According to a new report assessing the current UK SD WAN marketplace, organisations have changed their opinion of the technology following Covid-19, with half saying it is ‘less relevant’ to the burgeoning remote workplace that’s emerged since lockdown.
The report, ‘The Future of SD WAN in a UK economy’ from IT consultancy, Accelerate Technologies, is based on the views of 800 IT leaders including CIOs, CISOs and Heads of IT across multiple industries to uncover the opinions of SD WAN and how it has changed since Covid-19.
The data found that a third of organisations have no plans to deploy SD WAN with 55% favouring the emerging single cloud service model of SASE, which converges SD WAN features with cloud based security services for remote workers and devices. Nearly half said WAN optimisation already gave them the required performance or preferred the centralised security and single point of public entry offered by traditional MPLS WAN architectures.
Covid-19 challenges facing IT leaders
Accelerate’s report found that 58% of IT leaders say the key challenge of the Government’s ‘work from home’ directive is managing remote worker performance and support issues. Nearly half report issues with bandwidth, 40% with infrastructure capacity and 42% say the increased number of dispersed and unmanaged remote worker devices is problematic, and not having the visibility to measure and improve performance compounded the issue.
A quarter of UK IT leaders are bringing forward cloud migration projects with half prioritising projects that improve visibility and security for remote workers and cloud infrastructure due to the effects of Covid-19; improving application performance for cloud hosted apps / SaaS is imperative since the pandemic.
SD WAN – why not?
Out of those with no plans to deploy SD WAN, a quarter felt it didn’t support remote worker access yet 55% of organisations with SD WAN said it had done exactly that. A third said a lack of internal skills or difficulty finding a suitable technology partner that can fully own and manage the deployment, were also reasons for not considering SD WAN. Darran Clare, Director of Technologies at Accelerate said: “The remote worker challenges introduced by Covid-19 have naturally shifted peoples’ focus from site-to-site WANs, to the needs of a more flexible workplace, hence the increased interest in SASE architectures. We also see concrete proof that WAN optimisation is far from dead, and such services can play a key part in improving the performance of cloud hosted applications where latency is the underlying issue. Whilst most SD WAN and SASE vendors will advertise WAN Op capabilities, such claims should not be taken at face value as the scale and depth of application optimisation can vary greatly.”
Confusion over SD WAN and SASE
Accelerate’s data found that there is confusion among IT leaders around the benefits of SD WAN and SASE. 43% view SASE as a completely different use case to SD WAN, whilst one in four see SASE as an enhancement to SD WAN architectures, bringing together secure zero trust access for the new and increased remote workforce.
Clare continues: “SASE is a new and emerging technology with the phrase only being coined by Gartner in late 2019. The general consensus is that SASE is a combination of network security functions and SD WAN delivered as a cloud based service, and therefore able to extend beyond the physical limits of the network.
“There is clearly confusion concerning the capabilities of SD WAN, and how best to implement the technology. SD WAN, while delivering undeniable value, has not managed to serve the entire needs of all organisations during the work from home directive. COVID-19 presents an enormous and evolving challenge as we look to return to a ‘new normal’ way of working with many employees continuing to operate from home.”
SD WAN and the future workplace
Accelerate found that 62% of IT managers do already have, or plan to deploy SD WAN, with a vast majority (45%) improving application performance. This is further to Gartner’s industry predictions last year that 60% of enterprises worldwide will have implemented SD WAN by 2023.
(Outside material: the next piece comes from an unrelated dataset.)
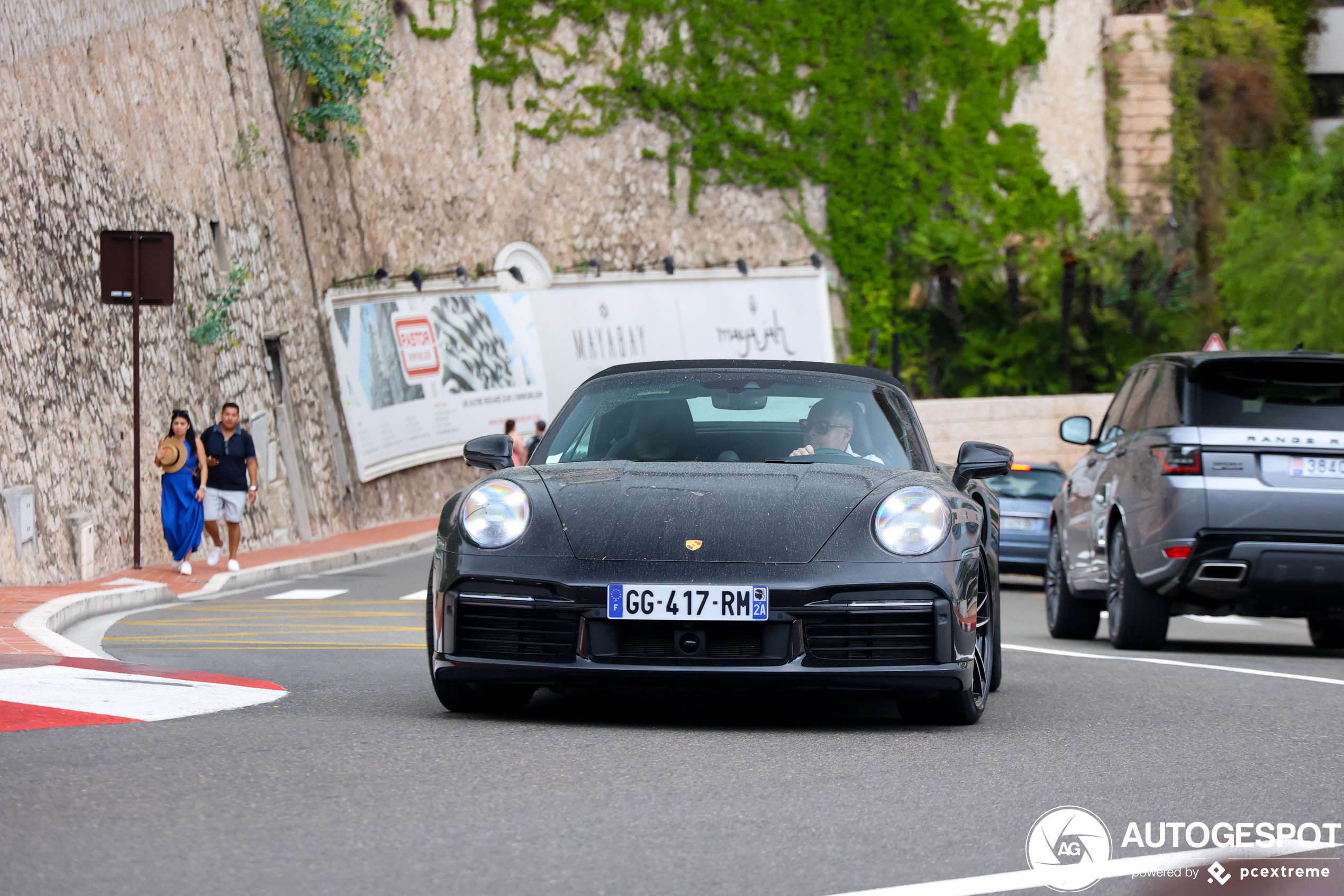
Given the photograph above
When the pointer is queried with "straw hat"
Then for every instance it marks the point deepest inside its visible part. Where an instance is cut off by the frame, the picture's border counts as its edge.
(177, 456)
Over a third said SD WAN increased agility and reduced the cost of WANs. While half said their primary objective was to simplify the management of branch office infrastructure and enable secure branch office internet break outs, which over half had achieved – potentially supporting the future ‘remote’ workplace where number and size of office locations could possibly reduce.
Clare continued: “There are SD WAN vendors that are built upon cloud architecture and have current or upcoming extensions for remote workers and devices that naturally take them into the SASE sphere. But others have been built on hardware and through bolt on acquisitions and may struggle to adapt to the SASE model.
“The additional remote worker security and connectivity capability offered by SASE presents compelling solutions to the challenges that the survey revealed. This is not a one size fits all market, however. It’s about mapping the current and future business needs of the enterprise, and picking the right platform and provider based on that criteria is crucial.”